This pipeline uses Yahoo Finance data via yfinance, which imposes hard history limits on intraday data:

Frequency	Max history available
`1m`	~7 days
`5m`, `10m`	~60 days
`1h`	~730 days (2 years)
`1d`	Up to 10 years (or full listing history)

Practical implications:

Intraday results (1m, 5m, 10m) are prototype-grade — small sample sizes mean high variance in OOS metrics.
Daily results are the most reliable for drawing conclusions.
For publication-grade intraday analysis, a commercial data source (e.g.
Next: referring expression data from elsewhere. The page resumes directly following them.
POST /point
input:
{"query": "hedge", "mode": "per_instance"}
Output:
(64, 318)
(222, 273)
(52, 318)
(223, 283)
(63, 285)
Polygon, Refinitiv, Bloomberg) is needed.

Project Structure

.
├── README.md
├── requirements.txt
├── src/
│   ├── config.py          # FreqConfig dataclass, FREQ_CONFIGS, ticker presets
│   ├── data.py            # yfinance download + OHLC resampling
│   ├── features.py        # Lead-lag transform, signature features, dataset builders
│   ├── models.py          # All model training/evaluation wrappers
│   ├── evaluate.py        # MSE, RMSE, MAE, R², QLIKE
│   ├── plots.py           # All figure generation
│   ├── main.py            # CLI entry point, orchestrates the full pipeline
│   └── documents/
│       └── models_overview.md   # Detailed technical description of all models
├── visuals/
│   ├── lead_lag_demo.py   # Standalone script generating research paper figures
│   └── figures/           # Output figures from lead_lag_demo.py
└── output/                # Generated at runtime
    └── {TICKER}-{sig_level}/
        ├── metrics_summary.csv
        ├── volatility_summary.csv
        └── ...